Contextual Compression for Agent Memory: What Stays and What Goes

Around week three, the problem shows up. After running long enough, the context window that once felt spacious has filled halfway with memory data, and the agent starts missing things it knew two weeks ago, or it loses track of what happened yesterday. Either way, something has broken in how the agent manages memory over time.

I ran into this with a codebase navigation agent I built last year. The agent needed to remember which files it had already analyzed, what it found in each, and which paths were dead ends. After about 200 interactions, the memory payload was eating 40% of the context window, and the agent spent more tokens looking up memory than doing the analysis I had asked for.

Compression stops being optional once context is finite. Something has to give.

Contextual Compression Pipeline

Why Standard RAG Compression Does Not Work Here

Anyone who has built a RAG system knows contextual compression is close to solved in that setting. You retrieve the relevant chunks, then run a compressor that strips out the parts that do not answer the query. Simple and effective.

Agent memory compression works on a harder question. RAG lets you compress against what a query needs right now. Agent memory forces you to compress against what the agent will need in some future situation you cannot see yet, so you are predicting relevance across time and shifting task context, never just a single query. The three memory types in AI agents tolerate that compression very differently. Episodic memory loses precision on details, semantic memory risks going stale, and working memory cannot be compressed at all without breaking the task in progress.

Recency, frequency of use, and predicted future relevance all have to feed into the compression decision. A memory accessed ten times in the past week is far more likely to matter than one touched once three weeks ago. Knowledge about the user's primary project earns its space in a way that a memory about a one-off debugging session for a side repo does not.

Different memory types serve different purposes, which I covered in the memory hierarchy in AI systems. That hierarchy is the foundation. The compression layer I am describing here sits on top of it and decides how much of each tier survives.

The Three Approaches That Work

After testing several compression strategies, I found three that hold up in production.

Summary-Based Compression

Store a generated summary of each memory item instead of the full content. When the agent needs the memory, it uses the summary and can optionally retrieve the full item on demand.

Your savings track summary length directly. Squeezing a 512-token memory down to 64 tokens buys you an 8x storage gain, though the quality of that summary decides whether the compression is lossless or lossy. A sloppy summary drops the one detail you needed later.

I tested this with a customer support agent that had to remember bug reports. The original memory items ran 300 to 500 tokens each, describing a bug and its resolution. Summarized to 50 tokens, the agent still recognized the bug type but lost the specific steps to reproduce it.
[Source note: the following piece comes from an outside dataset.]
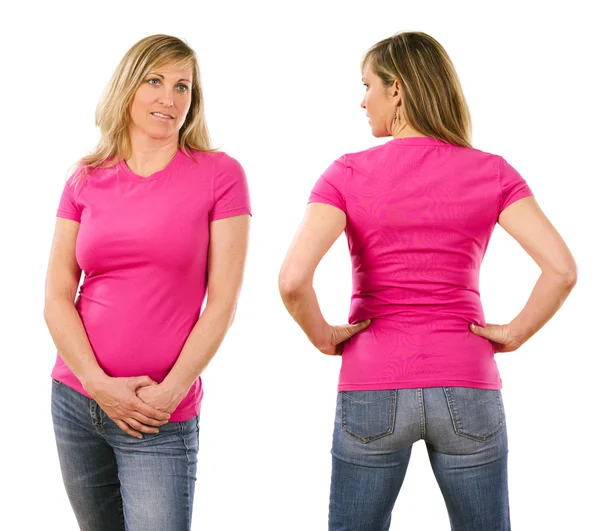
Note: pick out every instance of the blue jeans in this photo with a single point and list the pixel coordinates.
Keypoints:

It could route a ticket to the right queue and never walk an engineer through the repro. That is a real degradation in capability, the kind you only notice when a user asks the follow-up question the summary cannot answer.

Hierarchical Forgetting

Keep detailed memory for recent items and progressively abstract older items. Recent memory stays at full fidelity. Memory older than 7 days gets summarized. Memory older than 30 days gets reduced to key facts only.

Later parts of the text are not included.